Changhai Co., Ltd. (300196): Low prices are pressured by performance, Q2 stock replenishment was implemented or improved

財通證券 ·  Apr 24

Incident: The company's 2024Q1 revenue was 581 million yuan, down 3.67% year on year; attributable net profit was 51 million yuan, down 37.56% year on year; net profit after deduction was 45 million yuan, down 37.83% year on year.

Q1 Glass fiber prices continued to weaken, and the company's revenue performance was under pressure. In terms of price, according to Zhuochuang data, the average price of 2024Q1 alkali-free glass fiber thick yarn was 3,677 yuan/ton, a year-on-year decrease of 21.82%. On the demand side, exports of glass fiber and its products in the first quarter were 525,500 tons, up 12.40% year on year. While domestic production capacity increased year-on-year due to price increases and downstream inventory replenishment, inventories fell from 842,600 tons at the beginning of the year to 794 million tons.

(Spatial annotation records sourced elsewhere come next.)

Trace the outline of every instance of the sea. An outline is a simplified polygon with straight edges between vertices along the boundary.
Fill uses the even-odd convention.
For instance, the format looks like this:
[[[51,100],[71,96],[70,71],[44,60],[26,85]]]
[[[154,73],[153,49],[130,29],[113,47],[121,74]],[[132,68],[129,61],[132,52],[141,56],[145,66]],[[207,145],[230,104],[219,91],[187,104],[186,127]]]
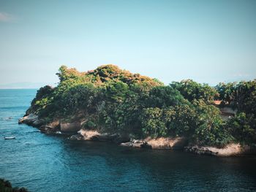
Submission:
[[[0,178],[29,191],[256,191],[256,157],[71,141],[19,125],[37,90],[0,90]],[[4,137],[15,137],[6,140]]]

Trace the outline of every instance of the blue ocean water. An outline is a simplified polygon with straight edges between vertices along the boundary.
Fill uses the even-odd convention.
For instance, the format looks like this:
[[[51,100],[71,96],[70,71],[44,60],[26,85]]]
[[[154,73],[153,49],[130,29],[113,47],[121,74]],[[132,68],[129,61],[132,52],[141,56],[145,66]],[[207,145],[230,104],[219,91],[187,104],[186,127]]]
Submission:
[[[18,125],[36,90],[0,90],[0,177],[30,191],[256,191],[256,157],[69,141]],[[4,140],[15,136],[15,139]]]

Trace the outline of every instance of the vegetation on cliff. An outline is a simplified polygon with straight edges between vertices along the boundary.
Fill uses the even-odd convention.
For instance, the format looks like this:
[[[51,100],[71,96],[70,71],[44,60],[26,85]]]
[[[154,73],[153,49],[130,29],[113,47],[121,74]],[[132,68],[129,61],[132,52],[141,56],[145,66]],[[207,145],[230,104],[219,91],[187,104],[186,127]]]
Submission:
[[[146,137],[186,137],[202,145],[256,142],[256,81],[219,84],[215,88],[191,80],[165,85],[157,79],[132,74],[113,65],[79,72],[60,67],[56,88],[41,88],[27,114],[49,123],[80,120],[99,131]],[[214,99],[238,109],[221,118]]]

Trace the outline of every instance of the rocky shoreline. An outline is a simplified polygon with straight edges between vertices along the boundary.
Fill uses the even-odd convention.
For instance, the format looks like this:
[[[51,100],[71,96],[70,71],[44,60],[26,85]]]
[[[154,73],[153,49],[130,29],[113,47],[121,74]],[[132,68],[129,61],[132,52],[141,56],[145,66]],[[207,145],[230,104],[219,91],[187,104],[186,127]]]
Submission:
[[[56,120],[50,123],[45,123],[44,120],[38,118],[34,114],[29,114],[20,118],[19,124],[24,123],[37,128],[45,134],[69,134],[71,140],[92,140],[100,142],[112,142],[123,147],[179,150],[197,155],[208,155],[214,156],[235,156],[255,155],[256,147],[240,144],[230,144],[223,148],[214,147],[192,145],[185,137],[159,137],[152,139],[147,137],[144,139],[134,139],[127,134],[99,133],[97,131],[81,128],[83,123],[75,121],[64,123]],[[75,133],[74,134],[74,133]]]

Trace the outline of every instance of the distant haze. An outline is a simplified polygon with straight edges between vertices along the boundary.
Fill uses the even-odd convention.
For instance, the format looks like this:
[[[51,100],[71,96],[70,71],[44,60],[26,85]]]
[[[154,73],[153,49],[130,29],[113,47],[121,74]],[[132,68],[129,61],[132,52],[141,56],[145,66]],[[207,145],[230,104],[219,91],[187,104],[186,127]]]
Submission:
[[[252,80],[255,10],[248,0],[0,0],[0,88],[54,84],[63,64],[112,64],[165,84]]]

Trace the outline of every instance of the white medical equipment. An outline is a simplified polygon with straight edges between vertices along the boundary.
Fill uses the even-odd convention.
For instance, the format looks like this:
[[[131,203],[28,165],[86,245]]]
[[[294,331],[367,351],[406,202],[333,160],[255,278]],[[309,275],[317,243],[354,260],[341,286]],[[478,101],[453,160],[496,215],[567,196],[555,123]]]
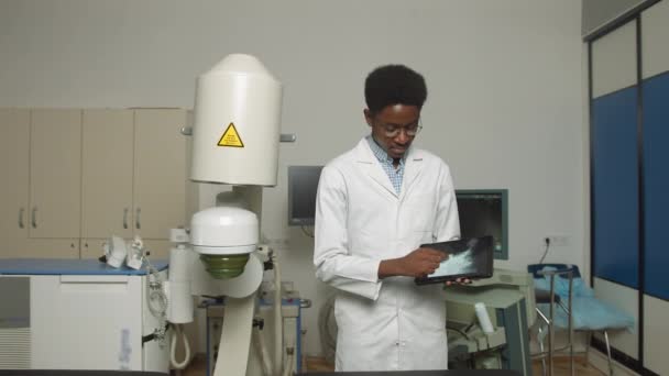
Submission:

Prices fell sharply year on year in the first quarter. Although the demand side recovered at the end of the quarter, overall company revenue performance was under pressure. Revenue and net profit fell 3.67% and 37.56% year on year, respectively.

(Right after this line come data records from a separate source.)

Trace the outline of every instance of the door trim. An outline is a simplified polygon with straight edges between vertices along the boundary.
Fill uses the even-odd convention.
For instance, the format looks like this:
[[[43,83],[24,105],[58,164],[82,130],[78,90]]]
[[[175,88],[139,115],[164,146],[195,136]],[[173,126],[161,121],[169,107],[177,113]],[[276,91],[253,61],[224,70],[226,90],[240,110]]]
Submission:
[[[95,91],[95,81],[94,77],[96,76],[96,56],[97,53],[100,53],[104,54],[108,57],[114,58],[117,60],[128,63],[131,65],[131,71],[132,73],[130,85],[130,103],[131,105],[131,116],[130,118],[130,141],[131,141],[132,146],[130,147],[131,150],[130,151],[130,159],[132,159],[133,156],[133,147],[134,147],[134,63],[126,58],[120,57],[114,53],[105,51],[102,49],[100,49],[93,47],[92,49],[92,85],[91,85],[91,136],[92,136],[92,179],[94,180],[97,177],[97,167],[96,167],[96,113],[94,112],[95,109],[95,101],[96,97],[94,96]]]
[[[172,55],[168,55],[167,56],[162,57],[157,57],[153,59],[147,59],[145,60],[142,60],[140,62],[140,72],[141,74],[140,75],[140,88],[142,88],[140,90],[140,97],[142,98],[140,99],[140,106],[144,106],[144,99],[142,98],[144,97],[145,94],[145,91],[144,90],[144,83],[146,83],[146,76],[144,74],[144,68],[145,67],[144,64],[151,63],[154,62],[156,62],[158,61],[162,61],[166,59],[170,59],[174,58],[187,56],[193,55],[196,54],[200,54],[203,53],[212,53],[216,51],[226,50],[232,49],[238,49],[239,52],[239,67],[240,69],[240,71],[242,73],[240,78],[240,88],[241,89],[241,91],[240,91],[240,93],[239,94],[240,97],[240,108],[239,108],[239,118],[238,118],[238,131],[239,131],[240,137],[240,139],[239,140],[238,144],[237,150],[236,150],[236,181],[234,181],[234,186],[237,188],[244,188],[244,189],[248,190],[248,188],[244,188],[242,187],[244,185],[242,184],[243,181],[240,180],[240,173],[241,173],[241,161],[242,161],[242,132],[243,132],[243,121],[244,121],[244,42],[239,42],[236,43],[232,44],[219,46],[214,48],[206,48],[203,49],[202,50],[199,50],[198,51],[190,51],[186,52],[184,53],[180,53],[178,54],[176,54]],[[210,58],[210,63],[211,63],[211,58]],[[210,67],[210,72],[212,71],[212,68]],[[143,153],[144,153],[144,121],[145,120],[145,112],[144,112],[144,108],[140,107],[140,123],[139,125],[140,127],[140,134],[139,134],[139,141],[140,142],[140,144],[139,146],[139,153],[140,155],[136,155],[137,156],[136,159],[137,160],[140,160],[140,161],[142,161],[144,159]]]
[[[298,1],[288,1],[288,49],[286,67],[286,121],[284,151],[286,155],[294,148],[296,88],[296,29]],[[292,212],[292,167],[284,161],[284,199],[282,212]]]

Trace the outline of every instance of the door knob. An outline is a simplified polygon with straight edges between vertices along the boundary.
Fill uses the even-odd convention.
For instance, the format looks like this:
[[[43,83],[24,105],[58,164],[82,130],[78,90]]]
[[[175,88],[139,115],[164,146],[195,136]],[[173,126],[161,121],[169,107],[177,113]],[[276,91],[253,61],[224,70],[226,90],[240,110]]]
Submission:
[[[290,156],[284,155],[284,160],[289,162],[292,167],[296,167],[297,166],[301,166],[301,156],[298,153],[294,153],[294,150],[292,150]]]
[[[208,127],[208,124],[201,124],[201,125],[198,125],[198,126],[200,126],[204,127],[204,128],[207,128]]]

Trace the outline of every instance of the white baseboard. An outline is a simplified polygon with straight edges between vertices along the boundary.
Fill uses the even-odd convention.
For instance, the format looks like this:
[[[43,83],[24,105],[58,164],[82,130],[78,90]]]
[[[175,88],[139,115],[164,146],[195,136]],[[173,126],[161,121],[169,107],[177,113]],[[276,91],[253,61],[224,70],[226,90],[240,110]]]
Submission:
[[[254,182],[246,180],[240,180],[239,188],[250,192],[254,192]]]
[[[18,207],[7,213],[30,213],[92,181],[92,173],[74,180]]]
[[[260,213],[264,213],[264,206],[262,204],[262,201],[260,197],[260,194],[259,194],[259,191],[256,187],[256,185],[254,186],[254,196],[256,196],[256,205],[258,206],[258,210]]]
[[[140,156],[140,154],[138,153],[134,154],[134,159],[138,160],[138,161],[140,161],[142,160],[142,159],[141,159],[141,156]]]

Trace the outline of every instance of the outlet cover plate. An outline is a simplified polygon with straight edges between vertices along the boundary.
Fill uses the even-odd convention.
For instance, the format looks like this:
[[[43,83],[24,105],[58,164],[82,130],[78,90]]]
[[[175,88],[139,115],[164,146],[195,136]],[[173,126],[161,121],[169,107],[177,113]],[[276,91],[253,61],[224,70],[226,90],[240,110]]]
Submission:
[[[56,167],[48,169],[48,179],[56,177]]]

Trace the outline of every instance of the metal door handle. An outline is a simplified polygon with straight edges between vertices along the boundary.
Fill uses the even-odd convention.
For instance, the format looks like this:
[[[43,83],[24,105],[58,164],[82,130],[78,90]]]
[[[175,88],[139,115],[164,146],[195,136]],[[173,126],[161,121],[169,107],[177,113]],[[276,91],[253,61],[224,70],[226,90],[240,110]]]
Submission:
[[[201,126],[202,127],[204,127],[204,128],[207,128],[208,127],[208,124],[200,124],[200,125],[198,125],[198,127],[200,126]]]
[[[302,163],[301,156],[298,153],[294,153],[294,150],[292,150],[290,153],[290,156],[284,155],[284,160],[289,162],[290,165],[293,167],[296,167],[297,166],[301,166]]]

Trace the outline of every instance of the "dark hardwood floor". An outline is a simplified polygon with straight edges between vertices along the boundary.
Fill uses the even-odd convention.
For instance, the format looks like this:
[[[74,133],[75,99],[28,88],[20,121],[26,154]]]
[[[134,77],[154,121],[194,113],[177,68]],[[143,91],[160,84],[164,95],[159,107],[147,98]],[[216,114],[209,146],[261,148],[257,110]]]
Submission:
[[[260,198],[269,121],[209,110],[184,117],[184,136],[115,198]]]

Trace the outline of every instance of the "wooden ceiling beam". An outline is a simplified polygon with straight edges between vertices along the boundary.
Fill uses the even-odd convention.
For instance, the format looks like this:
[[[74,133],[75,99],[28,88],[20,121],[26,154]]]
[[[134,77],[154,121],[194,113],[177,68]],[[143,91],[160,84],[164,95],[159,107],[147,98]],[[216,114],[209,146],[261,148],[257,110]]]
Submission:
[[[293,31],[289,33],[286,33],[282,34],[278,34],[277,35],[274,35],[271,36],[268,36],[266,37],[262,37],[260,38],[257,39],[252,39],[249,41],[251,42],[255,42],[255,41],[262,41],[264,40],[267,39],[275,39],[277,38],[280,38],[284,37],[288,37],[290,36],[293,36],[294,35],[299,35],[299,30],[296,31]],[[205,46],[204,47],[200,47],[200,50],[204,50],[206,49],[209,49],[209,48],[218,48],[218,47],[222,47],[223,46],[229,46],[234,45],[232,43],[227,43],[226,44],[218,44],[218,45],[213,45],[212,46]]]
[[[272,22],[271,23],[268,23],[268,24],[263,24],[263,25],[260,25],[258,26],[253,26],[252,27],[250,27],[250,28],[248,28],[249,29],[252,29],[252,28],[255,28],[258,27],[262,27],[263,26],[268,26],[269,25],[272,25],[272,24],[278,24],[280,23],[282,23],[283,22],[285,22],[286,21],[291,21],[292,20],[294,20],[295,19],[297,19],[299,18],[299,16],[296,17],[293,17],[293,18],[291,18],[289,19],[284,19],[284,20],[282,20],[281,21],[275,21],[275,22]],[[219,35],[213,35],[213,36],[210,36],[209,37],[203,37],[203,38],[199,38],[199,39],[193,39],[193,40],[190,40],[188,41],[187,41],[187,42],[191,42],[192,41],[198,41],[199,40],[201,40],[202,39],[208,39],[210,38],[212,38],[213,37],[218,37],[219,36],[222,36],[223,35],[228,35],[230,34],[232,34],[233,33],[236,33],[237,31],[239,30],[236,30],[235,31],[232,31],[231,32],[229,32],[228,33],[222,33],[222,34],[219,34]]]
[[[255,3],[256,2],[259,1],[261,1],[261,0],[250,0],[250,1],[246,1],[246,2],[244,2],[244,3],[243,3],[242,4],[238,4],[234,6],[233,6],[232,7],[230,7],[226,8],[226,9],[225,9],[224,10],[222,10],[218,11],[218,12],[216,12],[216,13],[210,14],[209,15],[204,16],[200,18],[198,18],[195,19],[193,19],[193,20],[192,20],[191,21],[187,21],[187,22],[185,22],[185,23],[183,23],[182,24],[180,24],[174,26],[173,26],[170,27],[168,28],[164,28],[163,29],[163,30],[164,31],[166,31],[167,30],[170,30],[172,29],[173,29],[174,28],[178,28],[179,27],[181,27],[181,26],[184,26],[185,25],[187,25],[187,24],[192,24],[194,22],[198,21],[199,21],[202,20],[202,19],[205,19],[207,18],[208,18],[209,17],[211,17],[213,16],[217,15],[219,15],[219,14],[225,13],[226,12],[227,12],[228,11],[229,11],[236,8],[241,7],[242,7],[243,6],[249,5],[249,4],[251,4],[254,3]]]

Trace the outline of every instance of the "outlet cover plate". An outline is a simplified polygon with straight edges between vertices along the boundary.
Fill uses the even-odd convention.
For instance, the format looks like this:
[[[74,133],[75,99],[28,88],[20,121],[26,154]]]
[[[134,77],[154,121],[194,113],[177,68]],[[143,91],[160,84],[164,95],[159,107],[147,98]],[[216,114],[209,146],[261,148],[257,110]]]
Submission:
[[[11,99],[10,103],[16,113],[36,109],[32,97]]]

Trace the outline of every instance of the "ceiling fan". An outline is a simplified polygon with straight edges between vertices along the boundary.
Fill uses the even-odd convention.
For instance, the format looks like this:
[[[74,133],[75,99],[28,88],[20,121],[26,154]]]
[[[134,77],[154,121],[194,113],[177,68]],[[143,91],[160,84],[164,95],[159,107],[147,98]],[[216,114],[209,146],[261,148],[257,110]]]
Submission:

Prices affected profits, and Q1 profit margins declined under pressure. 2024Q1's gross margin was 21.55%, down 6.24pct; the net margin was 8.72%, down 4.75pct. The decline in profit margin was mainly due to the fact that glass fiber prices remained weak in the first quarter, putting pressure on product profits. Looking specifically at the cost side, the 2024Q1 company's cost rate during the period was 12.87%, a decrease of 0.68 pct. Among them, the sales expense ratio was 2.38%, the same increase of 0.71 pct, the management expense ratio (including R&D) was 9.79%, the same decrease of 0.23 pct, the financial cost ratio was 0.70%, and the same decrease was 1.15 pct.

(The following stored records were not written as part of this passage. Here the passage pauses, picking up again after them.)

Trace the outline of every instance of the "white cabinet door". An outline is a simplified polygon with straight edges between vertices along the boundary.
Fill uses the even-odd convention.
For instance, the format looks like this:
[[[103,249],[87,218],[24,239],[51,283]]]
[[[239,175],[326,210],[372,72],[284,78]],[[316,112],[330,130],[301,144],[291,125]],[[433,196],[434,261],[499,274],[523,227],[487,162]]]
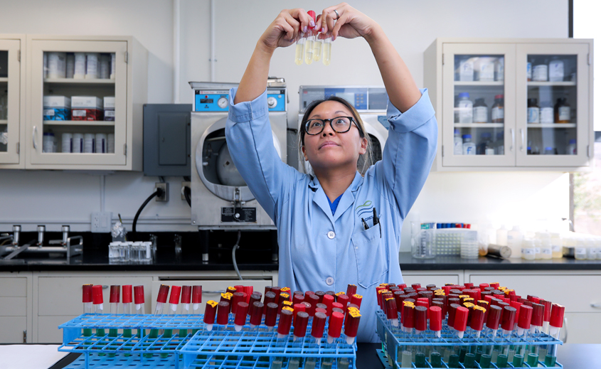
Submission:
[[[517,47],[517,165],[590,166],[592,75],[588,55],[592,50],[589,44]]]
[[[514,166],[515,44],[449,43],[442,53],[443,166]]]
[[[127,122],[127,112],[129,80],[126,56],[127,41],[33,38],[28,42],[28,80],[30,87],[28,99],[28,139],[26,145],[28,166],[51,169],[55,165],[62,166],[60,168],[65,169],[65,166],[72,165],[73,169],[82,169],[81,166],[85,165],[93,169],[95,166],[100,165],[126,165],[124,145],[127,141],[127,125],[128,123],[132,124]],[[94,75],[92,74],[85,74],[80,79],[68,77],[68,77],[57,77],[54,73],[55,59],[60,60],[64,58],[68,62],[71,55],[73,58],[85,55],[88,69],[91,60],[95,60],[95,63],[97,62],[98,69],[101,70],[102,65],[106,65],[104,62],[106,58],[110,59],[114,55],[115,77],[100,78],[100,75],[98,77],[88,77]],[[48,65],[46,70],[45,58],[48,59]],[[78,63],[78,60],[75,60],[76,74],[79,65]],[[109,60],[109,63],[112,61]],[[110,65],[109,68],[111,68]],[[50,104],[44,103],[44,97],[50,96],[56,100],[51,103],[55,106],[45,107],[45,105]],[[82,96],[91,97],[92,105],[87,104],[84,109],[75,109],[75,107],[67,106],[73,105],[71,102],[74,97]],[[112,121],[102,120],[104,98],[107,97],[115,97],[115,117]],[[70,99],[70,101],[63,97]],[[97,98],[100,101],[100,106],[97,107],[102,112],[95,116],[92,105],[96,105]],[[85,117],[79,113],[83,113]],[[110,144],[109,135],[114,135],[114,144]],[[68,141],[68,137],[71,138],[73,143]],[[102,141],[102,139],[105,141]],[[53,144],[52,141],[54,141]],[[110,152],[110,146],[114,146],[113,152]],[[76,148],[81,149],[78,150]]]
[[[0,168],[2,164],[15,168],[20,163],[20,40],[0,40],[0,135],[4,136],[0,137]]]

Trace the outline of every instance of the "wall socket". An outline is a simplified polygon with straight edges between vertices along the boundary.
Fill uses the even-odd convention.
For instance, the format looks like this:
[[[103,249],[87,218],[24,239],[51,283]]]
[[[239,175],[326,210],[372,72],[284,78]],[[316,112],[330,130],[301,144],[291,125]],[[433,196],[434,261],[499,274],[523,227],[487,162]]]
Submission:
[[[112,213],[108,211],[92,213],[92,233],[108,233],[111,228],[111,218]]]
[[[167,182],[155,182],[154,189],[161,188],[163,190],[163,195],[161,196],[156,196],[154,198],[156,201],[169,201],[169,183]]]

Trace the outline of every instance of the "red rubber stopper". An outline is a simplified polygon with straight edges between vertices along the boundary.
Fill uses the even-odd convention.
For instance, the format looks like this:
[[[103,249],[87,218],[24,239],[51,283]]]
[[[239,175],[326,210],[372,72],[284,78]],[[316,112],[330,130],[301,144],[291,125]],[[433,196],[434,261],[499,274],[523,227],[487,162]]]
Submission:
[[[243,326],[246,323],[247,315],[248,315],[248,304],[243,301],[239,301],[236,308],[236,316],[234,319],[234,324]]]
[[[522,305],[520,307],[520,313],[518,315],[518,327],[524,329],[530,329],[530,323],[532,321],[532,307],[528,305]]]
[[[553,309],[551,309],[551,317],[549,320],[549,324],[557,328],[563,326],[563,313],[565,310],[565,306],[563,305],[553,304]]]
[[[122,286],[121,287],[122,292],[122,299],[123,304],[131,304],[132,303],[132,285],[131,284],[125,284]]]
[[[545,316],[545,306],[541,304],[532,304],[532,319],[530,323],[533,326],[542,326],[543,318]]]
[[[455,311],[455,320],[453,328],[461,332],[465,331],[467,326],[467,316],[469,315],[469,310],[463,306],[459,306]]]
[[[192,286],[192,304],[202,304],[203,287]]]
[[[104,302],[102,299],[102,286],[97,284],[92,287],[92,301],[95,305]]]
[[[265,308],[265,326],[275,327],[276,320],[277,320],[277,304],[275,302],[268,302]]]
[[[82,302],[92,302],[92,284],[84,284],[82,287]]]
[[[134,287],[134,303],[144,304],[144,286]]]
[[[209,300],[206,301],[205,315],[203,318],[203,321],[207,324],[215,323],[215,314],[217,312],[217,305],[218,303],[216,301]]]
[[[304,337],[307,334],[307,324],[309,322],[309,314],[306,311],[299,311],[294,314],[294,336]]]
[[[119,296],[121,295],[121,286],[111,286],[110,296],[109,297],[109,303],[119,303]]]
[[[353,296],[357,293],[357,286],[355,284],[349,284],[346,286],[346,296]]]
[[[192,286],[181,287],[181,303],[190,304],[192,299]]]
[[[324,313],[316,312],[313,317],[313,326],[311,328],[311,336],[315,338],[321,338],[324,336],[324,328],[326,326],[326,319],[327,316]]]
[[[179,296],[181,294],[181,287],[173,286],[171,287],[171,294],[169,296],[169,304],[179,304]]]
[[[442,330],[442,309],[440,306],[434,306],[428,309],[428,319],[430,331]]]
[[[501,316],[501,328],[505,331],[513,331],[516,312],[517,310],[514,307],[504,306],[503,315]]]
[[[156,296],[156,302],[167,302],[167,295],[169,294],[169,287],[166,284],[161,284],[159,287],[159,295]]]
[[[250,305],[250,323],[253,326],[258,326],[261,323],[261,319],[263,317],[263,303],[257,301]]]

Stock replenishment price increases have been implemented steadily, and attention is being paid to the improvement in downstream demand in the second quarter. Previously, the price of glass fiber products continued to drop, and downstream processing and manufacturing companies basically maintained minimum inventory in order to reduce inventory losses. Currently, with leading companies driving up prices, downstream stocks have begun to be replenished, and prices are gradually being transmitted downward. At the same time, leading companies have changed their external strategies. Although the supply and demand pattern has not changed significantly since then, short-term prices are still supported by costs. Looking at the second quarter, the issuance of special bonds is expected to accelerate physical workload and support economic growth. At the same time, the GDP growth rate is expected to remain at 5% this year, and the ratio of industry demand growth to GDP is about 1.5-2. Coupled with the volume of emerging fields such as photovoltaic aluminum frames, demand is resilient.

Investment advice: We expect the company to achieve net profit of 367/5.27/721 million yuan in 2024-2026, respectively, with a year-on-year change of 23.8%/43.7%/36.8%. The latest closing price corresponds to PE of 12.0x/8.4x/6.1x, maintaining the “increase” rating.

Risk warning: Wind power installations fall short of expectations; risk of exchange rate fluctuations; industry declines beyond expectations.

The translation is provided by third-party software.